Macrophages modulate skeletal muscle wasting and recovery in acute lung injury in mice.

Skeletal muscle dysfunction in critical illnesses leaves survivors weak and functionally impaired. Macrophages infiltrate muscles; however, their functional role is unclear. We aim to examine muscle leukocyte composition and the effect of macrophages on muscle mass and function in the murine acute lung injury (ALI)-associated skeletal muscle wasting model. We performed flow cytometry of hindlimb muscle to identify myeloid cells pre-injury and time points up to 29 days after intratracheal lipopolysaccharide ALI. We evaluated muscle force and morphometrics after systemic and intramuscular clodronate-induced macrophage depletions between peak lung injury and recovery (day 5-6) versus vehicle control. Our results show muscle leukocytes changed over ALI course with day 3 neutrophil infiltration (130.5 ± 95.6cells/mg control to 236.3 ± 70.6cells/mg day 3) and increased day 10 monocyte abundance (5.0 ± 3.4%CD45CD11b day 3 to 14.0 ± 2.6%CD45CD11b day 10, p = 0.005).

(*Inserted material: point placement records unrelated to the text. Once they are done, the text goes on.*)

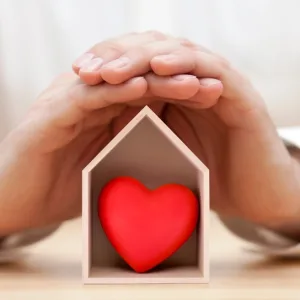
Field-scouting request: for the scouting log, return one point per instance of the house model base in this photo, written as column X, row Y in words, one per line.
column 149, row 151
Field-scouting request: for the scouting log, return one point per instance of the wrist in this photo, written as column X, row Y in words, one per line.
column 289, row 226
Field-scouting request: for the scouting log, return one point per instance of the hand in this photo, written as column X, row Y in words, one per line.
column 41, row 161
column 228, row 127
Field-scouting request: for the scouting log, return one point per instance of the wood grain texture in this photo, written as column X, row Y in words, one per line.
column 149, row 151
column 52, row 270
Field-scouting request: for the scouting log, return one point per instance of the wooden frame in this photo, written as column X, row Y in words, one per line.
column 145, row 143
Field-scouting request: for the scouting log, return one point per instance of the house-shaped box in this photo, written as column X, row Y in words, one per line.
column 148, row 150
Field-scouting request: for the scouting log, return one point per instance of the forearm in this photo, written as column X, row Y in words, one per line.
column 291, row 229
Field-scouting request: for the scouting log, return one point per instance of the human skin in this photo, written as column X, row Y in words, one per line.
column 211, row 106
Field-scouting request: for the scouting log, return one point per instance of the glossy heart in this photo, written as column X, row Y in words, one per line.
column 146, row 226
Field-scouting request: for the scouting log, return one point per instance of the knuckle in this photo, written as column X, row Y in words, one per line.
column 74, row 95
column 186, row 43
column 110, row 45
column 224, row 63
column 157, row 35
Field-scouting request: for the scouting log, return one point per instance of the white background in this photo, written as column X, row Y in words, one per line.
column 41, row 38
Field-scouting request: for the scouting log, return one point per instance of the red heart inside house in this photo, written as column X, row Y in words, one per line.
column 146, row 226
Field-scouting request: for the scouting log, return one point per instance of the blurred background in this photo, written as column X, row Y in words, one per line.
column 40, row 39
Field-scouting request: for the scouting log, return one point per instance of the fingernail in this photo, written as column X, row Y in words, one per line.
column 117, row 63
column 136, row 79
column 92, row 65
column 83, row 59
column 166, row 57
column 183, row 77
column 209, row 81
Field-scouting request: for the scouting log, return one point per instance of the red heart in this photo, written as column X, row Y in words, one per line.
column 144, row 226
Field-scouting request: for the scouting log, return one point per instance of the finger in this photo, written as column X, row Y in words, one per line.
column 136, row 61
column 130, row 112
column 185, row 89
column 181, row 87
column 88, row 65
column 79, row 100
column 200, row 64
column 208, row 94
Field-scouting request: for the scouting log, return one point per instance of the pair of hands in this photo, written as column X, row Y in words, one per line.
column 199, row 95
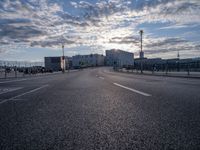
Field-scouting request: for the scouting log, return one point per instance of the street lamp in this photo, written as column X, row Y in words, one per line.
column 141, row 52
column 63, row 59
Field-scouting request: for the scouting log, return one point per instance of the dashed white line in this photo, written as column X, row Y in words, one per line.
column 10, row 90
column 13, row 81
column 101, row 78
column 14, row 98
column 133, row 90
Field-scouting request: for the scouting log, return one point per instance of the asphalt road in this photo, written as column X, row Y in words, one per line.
column 99, row 109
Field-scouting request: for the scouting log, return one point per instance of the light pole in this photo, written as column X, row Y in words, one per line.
column 141, row 52
column 63, row 59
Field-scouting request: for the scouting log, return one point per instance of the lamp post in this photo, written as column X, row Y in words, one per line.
column 63, row 59
column 141, row 52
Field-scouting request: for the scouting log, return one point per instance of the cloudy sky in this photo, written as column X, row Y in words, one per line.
column 32, row 29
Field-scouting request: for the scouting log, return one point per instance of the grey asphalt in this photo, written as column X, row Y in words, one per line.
column 99, row 109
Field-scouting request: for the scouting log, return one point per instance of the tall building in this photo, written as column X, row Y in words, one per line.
column 141, row 54
column 56, row 63
column 115, row 57
column 53, row 63
column 88, row 60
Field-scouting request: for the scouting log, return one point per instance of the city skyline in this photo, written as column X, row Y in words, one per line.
column 32, row 29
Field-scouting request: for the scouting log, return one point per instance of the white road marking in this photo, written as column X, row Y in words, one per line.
column 101, row 78
column 133, row 90
column 13, row 81
column 14, row 98
column 9, row 90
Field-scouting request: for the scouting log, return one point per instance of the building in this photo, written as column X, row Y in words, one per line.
column 120, row 58
column 56, row 63
column 91, row 60
column 53, row 63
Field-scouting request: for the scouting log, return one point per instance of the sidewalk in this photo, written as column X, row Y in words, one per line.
column 21, row 75
column 168, row 74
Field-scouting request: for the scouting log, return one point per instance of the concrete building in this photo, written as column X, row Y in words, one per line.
column 115, row 57
column 53, row 63
column 56, row 63
column 88, row 60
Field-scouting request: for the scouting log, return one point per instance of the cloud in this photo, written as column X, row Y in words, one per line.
column 105, row 24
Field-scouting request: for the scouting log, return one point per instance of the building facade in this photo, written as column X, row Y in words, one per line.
column 53, row 63
column 92, row 60
column 57, row 63
column 115, row 57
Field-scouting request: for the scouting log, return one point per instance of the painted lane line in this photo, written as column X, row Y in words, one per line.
column 101, row 78
column 13, row 81
column 133, row 90
column 14, row 98
column 10, row 90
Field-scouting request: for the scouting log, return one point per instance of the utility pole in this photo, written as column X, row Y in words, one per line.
column 141, row 52
column 63, row 59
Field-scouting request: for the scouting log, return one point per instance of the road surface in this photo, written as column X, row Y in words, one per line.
column 99, row 109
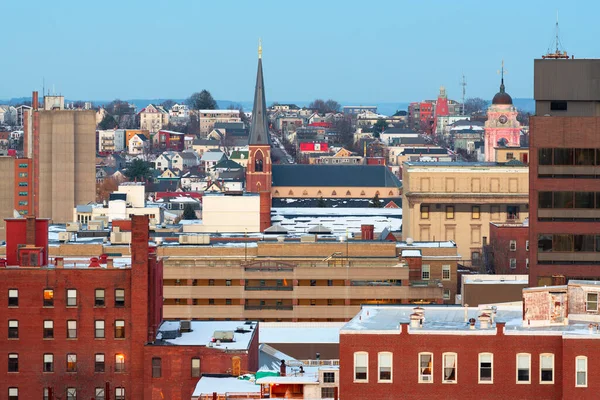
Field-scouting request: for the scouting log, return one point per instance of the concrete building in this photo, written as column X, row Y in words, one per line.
column 565, row 157
column 545, row 348
column 457, row 201
column 64, row 155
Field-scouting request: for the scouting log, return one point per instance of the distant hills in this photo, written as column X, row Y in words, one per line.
column 523, row 104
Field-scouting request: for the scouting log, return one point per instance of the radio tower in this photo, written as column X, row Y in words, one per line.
column 463, row 83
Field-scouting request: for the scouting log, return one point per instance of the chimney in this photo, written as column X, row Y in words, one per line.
column 282, row 368
column 30, row 230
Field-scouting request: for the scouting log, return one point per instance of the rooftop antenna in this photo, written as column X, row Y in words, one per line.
column 558, row 53
column 463, row 83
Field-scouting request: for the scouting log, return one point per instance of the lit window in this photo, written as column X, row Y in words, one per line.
column 48, row 329
column 361, row 365
column 546, row 368
column 385, row 367
column 425, row 368
column 591, row 303
column 99, row 298
column 71, row 329
column 99, row 329
column 71, row 362
column 119, row 297
column 13, row 362
column 523, row 368
column 581, row 371
column 119, row 329
column 195, row 367
column 48, row 362
column 71, row 297
column 13, row 329
column 446, row 272
column 486, row 368
column 425, row 272
column 13, row 297
column 99, row 363
column 449, row 373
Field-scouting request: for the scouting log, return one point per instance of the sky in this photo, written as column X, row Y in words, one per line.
column 351, row 51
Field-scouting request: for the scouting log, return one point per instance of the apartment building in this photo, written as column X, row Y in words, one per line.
column 303, row 281
column 457, row 201
column 523, row 352
column 565, row 167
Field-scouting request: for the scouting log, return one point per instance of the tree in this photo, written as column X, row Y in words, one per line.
column 376, row 202
column 108, row 122
column 138, row 170
column 202, row 101
column 188, row 212
column 475, row 104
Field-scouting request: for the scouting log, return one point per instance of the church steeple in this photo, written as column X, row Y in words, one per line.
column 259, row 131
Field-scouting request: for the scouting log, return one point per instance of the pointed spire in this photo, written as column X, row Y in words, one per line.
column 259, row 130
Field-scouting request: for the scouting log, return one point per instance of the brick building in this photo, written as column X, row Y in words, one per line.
column 564, row 189
column 549, row 351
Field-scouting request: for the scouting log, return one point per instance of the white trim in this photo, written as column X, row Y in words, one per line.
column 528, row 382
column 553, row 369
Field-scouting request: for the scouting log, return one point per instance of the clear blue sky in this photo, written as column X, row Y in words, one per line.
column 351, row 51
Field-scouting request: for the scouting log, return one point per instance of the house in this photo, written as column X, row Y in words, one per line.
column 138, row 144
column 153, row 117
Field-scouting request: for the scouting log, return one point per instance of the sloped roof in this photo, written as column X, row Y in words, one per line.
column 334, row 175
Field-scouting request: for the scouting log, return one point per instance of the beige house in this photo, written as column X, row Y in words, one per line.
column 457, row 201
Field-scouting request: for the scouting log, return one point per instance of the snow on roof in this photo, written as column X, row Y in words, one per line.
column 300, row 332
column 202, row 333
column 208, row 385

Although macrophage count did not significantly change, pro-inflammatory (27.0 ± 7.2% day 3 to 7.2 ± 3.8% day 10, p = 0.02) and anti-inflammatory (30.5 ± 11.1% day 3 to 52.7 ± 9.7% day 10, p = 0.09) surface marker expression changed over the course of ALI. Macrophage depletion following peak lung injury increased muscle mass and force generation. These data suggest muscle macrophages beyond peak lung injury limit or delay muscle recovery. Targeting macrophages could augment muscle recovery following lung injury.